Décès D'andrée Putman : Adieu Madame

Décès d'Andrée PUTMAN : Adieu Madame

L’architecte d’intérieur Andrée Putman s’est éteinte à son domicile parisien, samedi 19 janvier, à l’âge de 87 ans. Styliste d’objets, de lieux publics, de bureaux, d’hôtels, de restaurants ou de magasins dans le monde entier, la créatrice était célèbre pour avoir littéralement « transformé » nos espaces intérieurs, dans un style minimaliste et raffiné.

La France perd son " Ambassadrice du style "

Aurélie Filippetti, ministre de la Culture, a rendu ce week-end un vibrant hommage à la créatrice saluant « une très grande artiste et une femme libre ». Jack Lang, quant à lui, rappelait que « si nous étions au Japon, Andrée Putman aurait été depuis longtemps reconnue trésor national ».

« Les gens qui savent regarder ont souvent beaucoup plus de style que les personnes qui peuvent s’offrir tout ce qu’elles veulent ! », répétait-elle à qui voulait l’entendre. Andrée Putman se définissait comme « une ex petite rebelle qui a su apporté un changement aux choses ». Faire du beau avec des matériaux pauvres, une spécialité notoire pour la styliste qui travaillait sur un principe de rigueur des formes et des lignes aboutissant à la fantaisie d’un mobilier « de courbes », fortement inspiré des années 30.

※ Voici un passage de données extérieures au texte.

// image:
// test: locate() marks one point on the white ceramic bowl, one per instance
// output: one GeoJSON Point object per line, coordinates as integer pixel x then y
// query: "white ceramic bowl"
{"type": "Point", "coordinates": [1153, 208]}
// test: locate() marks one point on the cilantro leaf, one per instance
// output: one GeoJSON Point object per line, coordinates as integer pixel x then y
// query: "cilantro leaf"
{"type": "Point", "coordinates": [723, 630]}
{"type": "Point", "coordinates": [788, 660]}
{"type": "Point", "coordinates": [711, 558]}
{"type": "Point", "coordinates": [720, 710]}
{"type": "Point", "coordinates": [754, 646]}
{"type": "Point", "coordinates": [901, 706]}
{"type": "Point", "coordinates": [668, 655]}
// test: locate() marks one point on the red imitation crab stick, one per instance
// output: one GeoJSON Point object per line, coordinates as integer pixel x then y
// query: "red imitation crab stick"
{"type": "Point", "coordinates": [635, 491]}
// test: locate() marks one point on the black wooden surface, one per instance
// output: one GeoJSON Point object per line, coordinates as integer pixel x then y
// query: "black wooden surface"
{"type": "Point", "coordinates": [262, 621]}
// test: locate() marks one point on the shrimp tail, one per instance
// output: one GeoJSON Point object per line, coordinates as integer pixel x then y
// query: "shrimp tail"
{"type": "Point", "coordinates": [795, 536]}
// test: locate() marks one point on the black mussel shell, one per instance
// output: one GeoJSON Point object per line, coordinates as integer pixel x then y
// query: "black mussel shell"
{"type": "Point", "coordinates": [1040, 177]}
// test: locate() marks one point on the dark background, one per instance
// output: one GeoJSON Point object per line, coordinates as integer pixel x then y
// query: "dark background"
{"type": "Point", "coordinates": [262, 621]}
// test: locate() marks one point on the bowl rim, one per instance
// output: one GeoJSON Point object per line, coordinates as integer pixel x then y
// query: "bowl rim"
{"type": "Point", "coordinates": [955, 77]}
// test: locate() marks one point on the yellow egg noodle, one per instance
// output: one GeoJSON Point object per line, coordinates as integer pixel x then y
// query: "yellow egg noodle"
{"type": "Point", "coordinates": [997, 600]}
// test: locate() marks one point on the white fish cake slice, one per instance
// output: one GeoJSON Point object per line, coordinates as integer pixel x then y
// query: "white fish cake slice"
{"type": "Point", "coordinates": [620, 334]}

Du Morgans Hotel (New York) aux magasins Tati (Paris), en passant par le bureau de Jack Lang, ancien ministre de la Culture, la talentueuse créatrice avait été chargée, entre autres, des aménagements intérieurs de l’avion supersonique Concorde en 1994.

Pionnière des espaces « loft »

Dès son plus jeune âge, Andrée Putman entretient une relation particulière avec « le vide », dont elle découvre la beauté lors d’une chute accidentelle, à l’âge de 20 ans. « Le vide … mais pour combien de temps ? », s’interrogeait-elle afin de construire ses univers du peu, ses univers du simple, mélange d’ancien et de contemporain, de genres et d’époques.

C’est dans les espaces « vides » que sa version du « Loft » prend toute son envergure dans les années 1990. Le loft, climat définit et ludique, utile pour montrer l’histoire des objets en tant que « pièces élémentaires ». Mélange d’ancien et de contemporain, d’après Andrée Putman, chaque « chose » mérite sa part d’immortalité, d’infini et de mémoire.

Forte d’un succès et d’une reconnaissance internationale, la conceptrice n’a cependant jamais dévié de son intention originelle pour « créer de jolies choses accessibles à tous ». Singulière, immédiatement reconnaissable, sa griffe épurée se pare d’une sobriété intemporelle aussi bien dans la conception des objets, que pour le mobilier ou l’aménagement des espaces. Beige, noir, gris ou blanc… les teintes neutres, sobres et naturelles définissent l’empreinte de la créatrice.

Une bourgeoise en colère

« Je suis en colère ! J’ai toujours mené la guerre aux idées émanant du « Syndrome de Versailles ! », répétait-elle. En 1944, Andrée Putman n’a que 20 ans mais elle est déjà une femme atypique, une femme libre. Pianiste de formation, lauréate du prix d’harmonie au conservatoire national de Paris, elle s’autoproclame « libérée de l’enchainement qui l’avait maintenue sous le règne de l’oreille », pour se consacrer aux mystères « du rayonnement de l’œil ». Intrépide, déterminée, elle quitte très tôt le cocon familial et devient alors coursier pour le magazine Femina.

Épouse du marchand d’art contemporain Jacques Putman, elle baignera toute sa vie dans les univers conceptuels et fondamentalistes. Dès 1971, elle contribue activement au développement des Créateurs Industriels parmi lesquels figuraient à l’époque Jean-Paul Gaultier, Thierry Mugler, et Emmanuel Khan.

En 2010, l’Hôtel de Ville de Paris organisait une rétrospective pour l’ensemble de son Œuvre. Sa fille, Olivia, lui succède aujourd’hui à la tête du Studio Putman, fondé il y a 5 ans.